Dads & partners play a key role in identifying and helping mothers with their own perinatal mental health issues. You will probably notice any changes in your partners behaviour before anyone else, and it may be down to you to make sure she gets the help she needs, by talking to the midwife, health visitor or GP for example. There are also many ways that you can help which we have have listed below.
Key messages to give your partner:
The main message is to reassure here that this is not her fault. It's easy for her to feel like there's nothing she can do that will help - you can remind here and help her to look after herself. There are some things that they can and should do immediately. For more details have a read of DadsMatterUK's leaflet called 'Why am I not happy?'.
Ways to help your partner:
Sometimes it can be very difficult to know how to help your partner. You may feel whatever you say or do, is not helping for to feel better. You may feel you have tried many different things but none have worked
"Supporting someone with a mental illness is one of the biggest challenges."
If your partner is not already doing so you must encourage her to seek professional help. The sooner she does this the quicker she will recover. Maternal mental health problems can be serious but she can get better.
While it is natural to feel like you should be able to help fix you partner's distress it's very likely she will need more treatment and support than you can provide alone.
Try to focus on providing practical and emotional support and ensure that she receives these extra services.
How can you help?
- Listen to her and be there
- Understand this is not her fault or yours, but a real illness and remind her that she will get better
- Be involved with your partner's care to gain understanding
- Be patient and kind
- Help her to organise her time and encourage her to work out what needs doing now and what can wait
Other practical things you can help with that will make a huge difference:
- Keep visitors to a minimum
- Encourage your partner to take rest and time out for themselves
- Cook a meal and help with night feeds
- Offer to take the baby out for a walk or round to friends
- Remember to tell your partner of your love and give hugs
This is important - this is a list of symptoms which may indicate that your partner has a more serious mental health problem - if you are aware of any of these you need to make sure that she gets specialist help. If they start at the weekend get help straight away through the out of hours GP service, don't wait until Monday morning.
- New thoughts of violent self-harm - don't worry about asking her if she have any thoughts about harming herself - she'll probably be really relieved to be able to talk about it, although some women find it really hard to talk about this. If you're worried about her mood and she's spending a lot of time on the internet then try asking her what she's looking at - sometimes women look up ways to complete a suicide.

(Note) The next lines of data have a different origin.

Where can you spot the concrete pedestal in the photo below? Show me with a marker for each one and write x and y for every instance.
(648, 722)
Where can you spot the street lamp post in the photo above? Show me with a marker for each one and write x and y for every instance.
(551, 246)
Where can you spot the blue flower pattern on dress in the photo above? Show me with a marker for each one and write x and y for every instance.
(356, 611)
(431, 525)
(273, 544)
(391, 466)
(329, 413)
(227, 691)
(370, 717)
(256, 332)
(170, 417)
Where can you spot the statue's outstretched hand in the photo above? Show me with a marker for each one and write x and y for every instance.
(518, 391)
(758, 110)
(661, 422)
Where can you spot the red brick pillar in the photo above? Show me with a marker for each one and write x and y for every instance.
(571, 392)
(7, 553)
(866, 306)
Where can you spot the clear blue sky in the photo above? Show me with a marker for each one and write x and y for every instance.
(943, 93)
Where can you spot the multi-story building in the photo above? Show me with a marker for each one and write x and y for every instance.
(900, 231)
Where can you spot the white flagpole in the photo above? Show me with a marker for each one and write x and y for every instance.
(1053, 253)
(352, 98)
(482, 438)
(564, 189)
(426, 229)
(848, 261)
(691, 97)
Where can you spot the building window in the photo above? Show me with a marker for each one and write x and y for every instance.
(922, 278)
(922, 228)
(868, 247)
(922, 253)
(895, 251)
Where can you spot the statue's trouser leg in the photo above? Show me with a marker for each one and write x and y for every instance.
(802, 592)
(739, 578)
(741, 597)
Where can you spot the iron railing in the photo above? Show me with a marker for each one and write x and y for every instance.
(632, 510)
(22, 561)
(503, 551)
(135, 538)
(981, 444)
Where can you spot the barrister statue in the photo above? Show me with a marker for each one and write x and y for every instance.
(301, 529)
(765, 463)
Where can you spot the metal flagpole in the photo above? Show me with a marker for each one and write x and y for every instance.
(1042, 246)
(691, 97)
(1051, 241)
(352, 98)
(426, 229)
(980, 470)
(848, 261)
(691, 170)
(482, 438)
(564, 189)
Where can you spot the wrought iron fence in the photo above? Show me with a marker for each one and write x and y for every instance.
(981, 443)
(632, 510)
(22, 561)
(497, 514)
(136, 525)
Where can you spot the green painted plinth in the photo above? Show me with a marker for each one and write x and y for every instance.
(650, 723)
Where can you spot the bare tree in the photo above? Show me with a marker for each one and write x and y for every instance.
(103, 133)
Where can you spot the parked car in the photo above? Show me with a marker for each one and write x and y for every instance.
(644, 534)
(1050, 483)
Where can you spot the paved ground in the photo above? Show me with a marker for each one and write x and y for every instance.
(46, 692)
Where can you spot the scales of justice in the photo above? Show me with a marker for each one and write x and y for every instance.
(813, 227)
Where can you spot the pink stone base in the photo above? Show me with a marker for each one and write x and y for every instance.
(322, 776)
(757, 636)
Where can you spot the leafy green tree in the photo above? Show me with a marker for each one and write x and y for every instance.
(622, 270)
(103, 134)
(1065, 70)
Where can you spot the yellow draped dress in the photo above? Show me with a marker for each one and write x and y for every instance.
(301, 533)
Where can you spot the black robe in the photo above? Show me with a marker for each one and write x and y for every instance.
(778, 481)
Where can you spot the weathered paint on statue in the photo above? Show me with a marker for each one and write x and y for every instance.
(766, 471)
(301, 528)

- Sudden onset or rapidly worsening mental symptoms - perinatal illnesses can start really quickly and an individual can deteriorate fast - if she is acting strangely look at the symptoms on the Postpartum psychosis page and talk to your midwife, health visitor or GP.
- Persistent feelings of estrangement from their baby - this may mean that she doesn't want to be near the baby or to do any of care. She might start saying something like 'she's not a good enough mother to look after the baby' - again, you need to tell a health a professional and get help as soon as possible.